Permintaan perahu kayu di Baleendah terus menurun seiring dengan cepat surutnya banjir di wilayah selatan Kabupaten Bandung. Hal itu, dikatakan perajin perahu asal Kampung Mekarsari, Abah Karun (65) yang hanya mendapatkan beberapa pesanan tiap pekannya.

"Wah sekarang mah lagi sepi orderannya. Paling-paling satu minggu dapat dua orderan. Orderan saat ini ke Saguling, Batujajar, kemudian ke tempat rekreasi-rekreasi, bahkan hingga bisa ke Kadipaten Sumedang," ujar Karun saat ditemui di Kampung Mekarsari, Kelurahan Baleendah, Kecamatan Baleendah, Kabupaten Bandung, Kamis (20/1/2022).

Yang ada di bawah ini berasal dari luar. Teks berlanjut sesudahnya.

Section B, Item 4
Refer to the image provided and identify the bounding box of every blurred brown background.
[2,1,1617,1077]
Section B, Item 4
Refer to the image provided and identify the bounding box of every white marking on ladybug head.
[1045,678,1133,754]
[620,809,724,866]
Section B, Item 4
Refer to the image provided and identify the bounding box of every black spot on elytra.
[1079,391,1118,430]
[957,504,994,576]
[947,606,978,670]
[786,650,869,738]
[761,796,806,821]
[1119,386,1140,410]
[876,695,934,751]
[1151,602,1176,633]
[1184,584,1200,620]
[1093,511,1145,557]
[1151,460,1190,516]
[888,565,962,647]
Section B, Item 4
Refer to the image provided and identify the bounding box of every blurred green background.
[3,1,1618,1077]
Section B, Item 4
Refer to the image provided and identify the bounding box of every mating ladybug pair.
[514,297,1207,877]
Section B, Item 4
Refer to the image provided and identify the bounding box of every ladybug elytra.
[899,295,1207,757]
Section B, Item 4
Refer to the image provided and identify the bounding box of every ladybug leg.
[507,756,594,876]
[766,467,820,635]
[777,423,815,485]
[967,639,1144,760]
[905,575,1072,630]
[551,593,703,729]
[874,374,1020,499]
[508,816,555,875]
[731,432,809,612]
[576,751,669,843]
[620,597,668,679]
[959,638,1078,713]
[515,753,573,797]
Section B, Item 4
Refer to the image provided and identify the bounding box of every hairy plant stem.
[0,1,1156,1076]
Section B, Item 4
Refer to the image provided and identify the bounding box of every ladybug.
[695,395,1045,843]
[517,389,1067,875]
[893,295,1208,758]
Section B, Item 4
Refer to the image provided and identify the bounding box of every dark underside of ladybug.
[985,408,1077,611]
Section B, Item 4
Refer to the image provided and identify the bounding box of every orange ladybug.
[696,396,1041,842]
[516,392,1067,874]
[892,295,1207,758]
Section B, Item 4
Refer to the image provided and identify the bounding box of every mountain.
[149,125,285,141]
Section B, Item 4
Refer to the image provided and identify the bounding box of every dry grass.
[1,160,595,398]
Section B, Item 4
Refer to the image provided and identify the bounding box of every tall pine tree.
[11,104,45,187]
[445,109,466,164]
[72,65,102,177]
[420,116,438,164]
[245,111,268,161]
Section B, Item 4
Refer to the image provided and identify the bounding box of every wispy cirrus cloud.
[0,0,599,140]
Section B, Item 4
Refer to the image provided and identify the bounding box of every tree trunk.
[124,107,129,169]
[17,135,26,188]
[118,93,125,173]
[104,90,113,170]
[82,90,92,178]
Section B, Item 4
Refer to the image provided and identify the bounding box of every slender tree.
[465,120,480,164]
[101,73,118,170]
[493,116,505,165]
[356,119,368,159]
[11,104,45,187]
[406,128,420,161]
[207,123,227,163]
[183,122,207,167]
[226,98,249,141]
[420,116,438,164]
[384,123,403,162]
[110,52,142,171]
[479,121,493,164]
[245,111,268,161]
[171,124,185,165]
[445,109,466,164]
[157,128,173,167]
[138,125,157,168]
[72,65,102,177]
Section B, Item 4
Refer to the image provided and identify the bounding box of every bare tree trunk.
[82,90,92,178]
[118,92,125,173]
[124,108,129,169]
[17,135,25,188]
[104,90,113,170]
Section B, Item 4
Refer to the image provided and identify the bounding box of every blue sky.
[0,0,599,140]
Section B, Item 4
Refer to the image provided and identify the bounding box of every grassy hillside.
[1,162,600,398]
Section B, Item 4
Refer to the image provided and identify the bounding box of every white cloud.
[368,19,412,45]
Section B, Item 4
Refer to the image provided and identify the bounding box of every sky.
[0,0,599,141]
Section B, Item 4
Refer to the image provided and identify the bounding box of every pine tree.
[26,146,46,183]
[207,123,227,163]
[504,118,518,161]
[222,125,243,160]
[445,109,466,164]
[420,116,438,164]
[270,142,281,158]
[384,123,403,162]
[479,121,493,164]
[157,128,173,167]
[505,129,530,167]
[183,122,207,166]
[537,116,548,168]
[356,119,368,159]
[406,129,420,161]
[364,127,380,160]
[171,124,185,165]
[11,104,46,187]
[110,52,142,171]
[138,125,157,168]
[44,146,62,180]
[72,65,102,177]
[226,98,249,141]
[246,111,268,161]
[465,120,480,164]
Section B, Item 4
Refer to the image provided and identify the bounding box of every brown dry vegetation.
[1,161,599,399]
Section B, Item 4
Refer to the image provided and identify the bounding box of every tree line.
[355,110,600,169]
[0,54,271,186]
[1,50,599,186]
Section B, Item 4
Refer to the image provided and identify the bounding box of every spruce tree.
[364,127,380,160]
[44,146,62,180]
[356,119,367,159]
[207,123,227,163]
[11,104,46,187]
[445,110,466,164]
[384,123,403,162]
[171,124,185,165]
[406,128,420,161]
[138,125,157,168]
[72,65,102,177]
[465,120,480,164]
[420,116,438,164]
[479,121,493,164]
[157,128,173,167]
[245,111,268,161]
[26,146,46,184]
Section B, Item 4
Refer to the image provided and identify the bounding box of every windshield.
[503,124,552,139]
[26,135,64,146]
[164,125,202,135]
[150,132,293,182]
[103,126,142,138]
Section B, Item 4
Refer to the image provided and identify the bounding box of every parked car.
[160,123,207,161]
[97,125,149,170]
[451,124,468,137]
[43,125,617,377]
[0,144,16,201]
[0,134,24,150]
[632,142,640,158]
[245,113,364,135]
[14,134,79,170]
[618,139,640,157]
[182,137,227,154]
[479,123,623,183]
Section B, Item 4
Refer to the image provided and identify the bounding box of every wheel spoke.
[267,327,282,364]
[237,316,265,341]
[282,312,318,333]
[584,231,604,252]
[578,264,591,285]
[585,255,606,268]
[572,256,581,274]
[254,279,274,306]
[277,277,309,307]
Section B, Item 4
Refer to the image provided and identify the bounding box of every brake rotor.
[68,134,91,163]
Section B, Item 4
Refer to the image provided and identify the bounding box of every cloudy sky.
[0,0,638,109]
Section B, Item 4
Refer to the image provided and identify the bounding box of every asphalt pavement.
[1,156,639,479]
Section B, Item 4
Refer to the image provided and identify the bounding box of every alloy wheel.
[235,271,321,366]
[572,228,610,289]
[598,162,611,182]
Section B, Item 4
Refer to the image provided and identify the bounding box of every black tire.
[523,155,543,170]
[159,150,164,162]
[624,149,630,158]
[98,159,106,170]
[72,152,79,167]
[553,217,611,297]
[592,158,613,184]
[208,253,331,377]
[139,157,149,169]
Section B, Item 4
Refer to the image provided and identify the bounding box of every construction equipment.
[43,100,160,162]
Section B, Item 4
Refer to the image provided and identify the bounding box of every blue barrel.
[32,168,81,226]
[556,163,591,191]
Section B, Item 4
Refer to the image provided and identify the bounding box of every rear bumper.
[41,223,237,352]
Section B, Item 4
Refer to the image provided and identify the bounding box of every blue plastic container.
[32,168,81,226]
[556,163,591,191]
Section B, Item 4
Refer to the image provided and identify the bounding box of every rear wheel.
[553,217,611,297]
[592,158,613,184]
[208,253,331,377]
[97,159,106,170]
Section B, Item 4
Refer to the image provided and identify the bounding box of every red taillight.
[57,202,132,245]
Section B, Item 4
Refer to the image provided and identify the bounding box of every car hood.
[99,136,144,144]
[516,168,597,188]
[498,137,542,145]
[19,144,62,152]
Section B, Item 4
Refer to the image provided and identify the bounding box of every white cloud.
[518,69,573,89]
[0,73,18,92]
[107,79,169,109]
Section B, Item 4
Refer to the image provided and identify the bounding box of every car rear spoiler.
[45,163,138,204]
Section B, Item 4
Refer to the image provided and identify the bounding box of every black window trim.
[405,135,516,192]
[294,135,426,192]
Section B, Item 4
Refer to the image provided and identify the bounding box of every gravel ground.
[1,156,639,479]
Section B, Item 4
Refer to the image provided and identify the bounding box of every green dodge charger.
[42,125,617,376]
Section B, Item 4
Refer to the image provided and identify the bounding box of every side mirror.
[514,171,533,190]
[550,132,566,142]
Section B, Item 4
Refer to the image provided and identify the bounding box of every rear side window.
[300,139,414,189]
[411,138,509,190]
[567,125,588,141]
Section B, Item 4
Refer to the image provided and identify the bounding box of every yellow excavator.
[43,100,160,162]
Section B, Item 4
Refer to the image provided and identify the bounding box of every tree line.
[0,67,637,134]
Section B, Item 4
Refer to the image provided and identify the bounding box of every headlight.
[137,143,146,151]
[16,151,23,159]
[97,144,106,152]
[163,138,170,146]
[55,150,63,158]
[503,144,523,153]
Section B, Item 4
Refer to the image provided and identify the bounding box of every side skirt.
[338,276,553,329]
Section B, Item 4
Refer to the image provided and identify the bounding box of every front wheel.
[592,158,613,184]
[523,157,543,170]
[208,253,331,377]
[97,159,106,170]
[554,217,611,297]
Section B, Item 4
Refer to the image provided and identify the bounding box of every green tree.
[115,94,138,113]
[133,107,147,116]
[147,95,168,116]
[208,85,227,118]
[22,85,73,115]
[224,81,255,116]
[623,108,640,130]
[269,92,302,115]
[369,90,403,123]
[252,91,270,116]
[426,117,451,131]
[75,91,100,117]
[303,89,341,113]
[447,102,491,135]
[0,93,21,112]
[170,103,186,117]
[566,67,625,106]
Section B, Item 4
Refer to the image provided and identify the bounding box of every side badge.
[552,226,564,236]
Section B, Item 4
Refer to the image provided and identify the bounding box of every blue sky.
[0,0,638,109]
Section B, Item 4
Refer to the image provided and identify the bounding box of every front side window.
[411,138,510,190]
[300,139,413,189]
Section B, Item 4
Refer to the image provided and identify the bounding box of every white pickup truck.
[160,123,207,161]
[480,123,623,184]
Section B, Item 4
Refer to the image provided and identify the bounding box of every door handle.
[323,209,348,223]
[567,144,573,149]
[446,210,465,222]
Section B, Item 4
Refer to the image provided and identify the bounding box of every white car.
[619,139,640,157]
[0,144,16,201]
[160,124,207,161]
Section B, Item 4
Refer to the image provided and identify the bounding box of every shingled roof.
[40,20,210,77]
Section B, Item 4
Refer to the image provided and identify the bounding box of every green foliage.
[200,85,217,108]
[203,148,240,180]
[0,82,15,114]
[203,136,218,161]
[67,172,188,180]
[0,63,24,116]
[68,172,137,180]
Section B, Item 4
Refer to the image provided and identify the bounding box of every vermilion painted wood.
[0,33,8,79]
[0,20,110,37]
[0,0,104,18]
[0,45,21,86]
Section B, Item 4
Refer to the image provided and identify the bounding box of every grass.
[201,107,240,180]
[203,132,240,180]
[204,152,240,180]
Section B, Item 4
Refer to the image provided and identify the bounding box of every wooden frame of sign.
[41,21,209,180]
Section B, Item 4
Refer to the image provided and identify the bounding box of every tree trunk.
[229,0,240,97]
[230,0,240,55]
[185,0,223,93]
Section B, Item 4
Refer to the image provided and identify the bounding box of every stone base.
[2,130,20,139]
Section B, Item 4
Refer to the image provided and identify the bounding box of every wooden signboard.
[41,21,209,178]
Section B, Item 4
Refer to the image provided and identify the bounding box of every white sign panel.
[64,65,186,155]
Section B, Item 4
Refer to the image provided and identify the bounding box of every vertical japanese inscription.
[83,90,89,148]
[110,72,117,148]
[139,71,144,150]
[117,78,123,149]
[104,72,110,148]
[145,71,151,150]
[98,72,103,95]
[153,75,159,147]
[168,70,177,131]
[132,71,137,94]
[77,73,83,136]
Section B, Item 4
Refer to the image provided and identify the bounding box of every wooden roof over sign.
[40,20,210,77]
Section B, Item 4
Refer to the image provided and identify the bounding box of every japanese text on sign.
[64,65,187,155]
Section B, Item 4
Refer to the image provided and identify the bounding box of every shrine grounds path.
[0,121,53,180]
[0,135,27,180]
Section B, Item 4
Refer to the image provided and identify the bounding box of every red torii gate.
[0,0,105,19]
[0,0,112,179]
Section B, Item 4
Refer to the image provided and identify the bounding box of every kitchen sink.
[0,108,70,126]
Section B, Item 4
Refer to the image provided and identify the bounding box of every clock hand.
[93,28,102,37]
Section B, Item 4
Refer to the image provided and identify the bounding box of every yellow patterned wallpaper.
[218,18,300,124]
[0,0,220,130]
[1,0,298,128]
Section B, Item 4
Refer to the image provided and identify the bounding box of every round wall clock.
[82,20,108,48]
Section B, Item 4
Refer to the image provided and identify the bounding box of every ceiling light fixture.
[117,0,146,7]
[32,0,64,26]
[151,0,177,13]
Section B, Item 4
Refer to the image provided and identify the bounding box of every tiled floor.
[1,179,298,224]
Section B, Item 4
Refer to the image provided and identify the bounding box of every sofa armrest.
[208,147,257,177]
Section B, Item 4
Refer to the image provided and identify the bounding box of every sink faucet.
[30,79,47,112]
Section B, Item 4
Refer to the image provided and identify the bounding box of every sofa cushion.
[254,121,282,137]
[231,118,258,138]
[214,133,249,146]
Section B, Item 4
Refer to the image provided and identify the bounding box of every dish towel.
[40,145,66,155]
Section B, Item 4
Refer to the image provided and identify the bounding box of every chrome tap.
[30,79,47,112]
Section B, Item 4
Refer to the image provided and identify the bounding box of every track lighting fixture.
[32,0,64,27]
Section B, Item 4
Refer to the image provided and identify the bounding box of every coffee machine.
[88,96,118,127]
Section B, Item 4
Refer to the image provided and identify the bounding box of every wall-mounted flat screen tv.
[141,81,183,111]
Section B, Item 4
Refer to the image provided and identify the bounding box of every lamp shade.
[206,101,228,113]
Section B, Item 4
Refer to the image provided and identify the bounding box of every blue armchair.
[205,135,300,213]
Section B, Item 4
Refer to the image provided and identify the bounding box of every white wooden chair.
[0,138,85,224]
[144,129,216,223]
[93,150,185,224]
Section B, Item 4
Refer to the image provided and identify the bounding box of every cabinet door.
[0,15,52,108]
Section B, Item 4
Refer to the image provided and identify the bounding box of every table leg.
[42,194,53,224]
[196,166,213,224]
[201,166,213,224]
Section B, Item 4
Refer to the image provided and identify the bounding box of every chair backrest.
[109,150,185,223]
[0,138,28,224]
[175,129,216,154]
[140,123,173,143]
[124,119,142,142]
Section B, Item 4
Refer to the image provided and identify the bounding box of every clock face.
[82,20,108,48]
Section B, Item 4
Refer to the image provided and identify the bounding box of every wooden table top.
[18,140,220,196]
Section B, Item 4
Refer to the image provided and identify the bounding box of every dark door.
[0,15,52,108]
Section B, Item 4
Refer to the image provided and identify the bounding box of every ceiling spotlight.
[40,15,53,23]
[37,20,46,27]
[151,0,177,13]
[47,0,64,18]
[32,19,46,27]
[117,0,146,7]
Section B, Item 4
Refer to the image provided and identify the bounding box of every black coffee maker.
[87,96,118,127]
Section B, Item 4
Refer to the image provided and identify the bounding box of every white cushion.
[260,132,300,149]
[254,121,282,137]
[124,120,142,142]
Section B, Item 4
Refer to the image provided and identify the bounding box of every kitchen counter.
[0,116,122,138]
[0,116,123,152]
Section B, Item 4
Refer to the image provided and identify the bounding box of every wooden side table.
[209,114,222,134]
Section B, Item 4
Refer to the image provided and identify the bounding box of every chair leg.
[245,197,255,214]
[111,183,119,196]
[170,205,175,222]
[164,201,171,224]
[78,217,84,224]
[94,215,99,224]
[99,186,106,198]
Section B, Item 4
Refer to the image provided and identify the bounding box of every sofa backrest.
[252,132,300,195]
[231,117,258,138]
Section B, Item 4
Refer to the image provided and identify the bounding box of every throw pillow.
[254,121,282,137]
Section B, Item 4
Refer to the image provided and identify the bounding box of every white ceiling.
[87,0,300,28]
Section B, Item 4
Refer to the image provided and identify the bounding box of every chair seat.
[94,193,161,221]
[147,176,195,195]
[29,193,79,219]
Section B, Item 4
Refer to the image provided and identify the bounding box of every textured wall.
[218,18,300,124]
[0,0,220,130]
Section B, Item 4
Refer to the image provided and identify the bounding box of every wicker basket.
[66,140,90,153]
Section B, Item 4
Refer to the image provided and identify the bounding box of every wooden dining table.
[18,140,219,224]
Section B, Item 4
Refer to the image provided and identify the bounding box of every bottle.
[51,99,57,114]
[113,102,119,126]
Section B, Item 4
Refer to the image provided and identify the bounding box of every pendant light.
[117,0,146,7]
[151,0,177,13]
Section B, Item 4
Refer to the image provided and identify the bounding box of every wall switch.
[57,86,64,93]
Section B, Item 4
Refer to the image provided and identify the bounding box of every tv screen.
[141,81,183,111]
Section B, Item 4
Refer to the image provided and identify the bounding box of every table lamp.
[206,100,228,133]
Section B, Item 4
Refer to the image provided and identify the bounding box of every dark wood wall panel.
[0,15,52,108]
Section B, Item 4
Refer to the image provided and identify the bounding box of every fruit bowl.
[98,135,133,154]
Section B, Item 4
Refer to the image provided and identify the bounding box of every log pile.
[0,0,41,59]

Berbeda halnya dulu ketika musim banjir, Karun mengaku bisa mendapat orderan hingga mencapai puluhan per bulannya. Perahu yang dibuat oleh Abah Karun dibutuhkan bila terjadi banjir di Kabupaten Bandung akibat meluapnya Sungai Citarum. Fungsi perahu tersebut sebagai alat trasportasi atau evakuasi warga yang terjebak banjir.

"Dulu saat banjir sering terjadi, orderan bisa sampai 40 perahu per bulannya. Waktu banjir dulu orderan bisa banyak, seperti ke Parunghalang, Bojongasih, Cibadak, Ciputat, hingga Andir," katanya.

Abah Karun mengaku telah menjalankan profesinya sebagai perajin perahu kayu sejak tahun 1978. Bahkan, kata dia, ribuan perahu kayu telah dibuatnya untuk pemerintah dan masyarakat sekitar.

"Pembuatan perahunya dikerjakan dalam waktu 3 sampai 4 hari, baru bisa menghasilkan satu perahu. Harga satu perahunya bermacam-macam, ada yang Rp2 juta, Rp2,5 juta, Rp3 juta," ucapnya.

Pihaknya menjelaskan kayu untuk produksi perahu diambil dari Cikalong, Banjaran. Dengan itu, kata dia, kayu yang diproduksi lebih kuat.

"Selain itu penjualan seperti ke tempat rekreasi, Situ Cileunca, tapi ukurannya yang besar-besar Harganya pun lumayan, sekitar Rp 9 juta ke atas," ujar Karun.